George Addison, 51, was working as a computer teacher at the Queens School for Career Development when he was arrested on allegations he put his hand down the shirt and pants of a 15-year-old student. He was pulled out of the classroom in 2004. He hasn’t taught since, but despite three prior arrests for similar bad behavior, city officials did not have enough evidence to fire him and he now collects $94,154 to do not much at all, according to the news site.

These disgusting ramifications of the state’s union-friendly tenure laws prompted several parents to file a lawsuit seeking to loosen the termination restrictions in the wake of Vergara v. California – a landmark ruling that found the Golden State’s tenure laws unconstitutional.

It seems obvious that taxpayers should not be forced to pay the wages of teachers who abuse their trust to prey on innocent students, but the sad reality is that’s exactly what happening in school districts across the country every day.
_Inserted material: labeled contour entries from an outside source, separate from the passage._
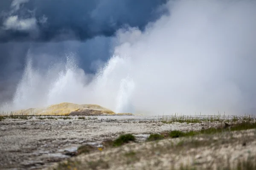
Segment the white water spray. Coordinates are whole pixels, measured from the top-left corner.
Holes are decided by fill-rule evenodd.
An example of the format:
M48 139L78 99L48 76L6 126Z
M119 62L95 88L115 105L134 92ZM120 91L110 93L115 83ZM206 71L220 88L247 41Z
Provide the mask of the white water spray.
M165 7L170 15L144 31L117 31L119 45L92 80L74 54L47 73L29 60L13 108L71 102L134 113L255 114L256 2L180 0Z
New York City officials thankfully opt to pull these misbehaving teachers from the classroom, but many other school districts can’t afford that luxury, and are forced to place dangerous teachers back in the classroom where many continue their bad behavior.

In other cases, union and school district officials conspire to negotiate secret deals that exchange a letter of resignation from an accused teacher for a letter of recommendation from the school district, sometimes with a severance, as well. The practice, known as “passing the trash,” also allows child molesting educators to move on to abuse students when they regain employment.

The bottom line is teacher tenure often allows educators who abuse students to get away with their crimes and continue to receive pay, courtesy of taxpayers. That alone should be enough of a reason for lawmakers to significantly amend or abolish tenure protections, and finally put student interests ahead of adult employment perks.